We walked along the Lower East Side, looking for a nice place to grab a drink, letting the lights from the Empire State Building guide our footsteps. Our conversation bounced back and forth between topics: career, men, family, friends, and that wild Saturday night that left us all in shambles. We settled in at La Linea, a dark little dive that plays great music, enjoyed $4 Blue Moons and great conversation.
It was in La Linea that I realized how much priorities shift as each generation goes through the motions of life. My grandmother left her southern home and boarded a bus to Boston for a man who promised he would be her husband. Her focus was him (and eventually their children), and she did everything she could to ensure her safe arrival in Boston. Nanny was no fool, she had back-up accommodations at the Y and a job waiting to ensure her own funds, but she moved for him.

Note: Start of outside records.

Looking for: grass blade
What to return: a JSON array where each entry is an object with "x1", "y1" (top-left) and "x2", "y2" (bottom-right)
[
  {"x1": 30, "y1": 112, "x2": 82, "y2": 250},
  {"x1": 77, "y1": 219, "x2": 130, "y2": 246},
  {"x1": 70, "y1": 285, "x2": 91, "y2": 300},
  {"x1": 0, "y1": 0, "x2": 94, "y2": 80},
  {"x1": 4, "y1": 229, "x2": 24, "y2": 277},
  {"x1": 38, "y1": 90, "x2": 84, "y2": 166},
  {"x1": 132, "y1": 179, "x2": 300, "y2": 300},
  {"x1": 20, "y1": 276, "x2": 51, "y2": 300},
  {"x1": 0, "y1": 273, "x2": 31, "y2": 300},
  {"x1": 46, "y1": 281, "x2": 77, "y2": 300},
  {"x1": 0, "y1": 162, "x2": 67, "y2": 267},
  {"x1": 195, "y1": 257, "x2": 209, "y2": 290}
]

My mother learned independence from my grandmother. She spent her years after college with a focus on higher education and job success. When she met my father, her intentions were not to find her husband. She met him randomly and was open to the idea of a date. When he took her to the movies, my mother insisted they use her free movie vouchers – nothing standard about her.
What I’ve learned from them is to always have a back up plan, and to always strive for success; the rest will fall into place. As a result, I am clearly my grandmother’s grandchild. I am obviously my mother’s daughter. I am not your “normal” twenty-something woman (whatever that may be).
So for me, the fact that I am 26 and single is not “awkward” or “unfortunate” and I certainly don’t find it “unusual” as generations before me might. My focus is on keeping a job, keeping a home (read: rented apartment in NY), and keeping my friends near. My focus isn’t on creating a home… my focus is on creating my financial legacy (and apparently listening to Independent Women pt. 1 by Destiny’s Child).
Does that make me more like my male counterparts in some ways? To spend more time building a steady cushion while enjoying being a twenty-something prior to redirecting my attention to the rest? As my girl and I discussed this, I couldn’t help but wonder, where does it level out? Where do we, the Generation Y kids, submit to the same urge the generations before us have?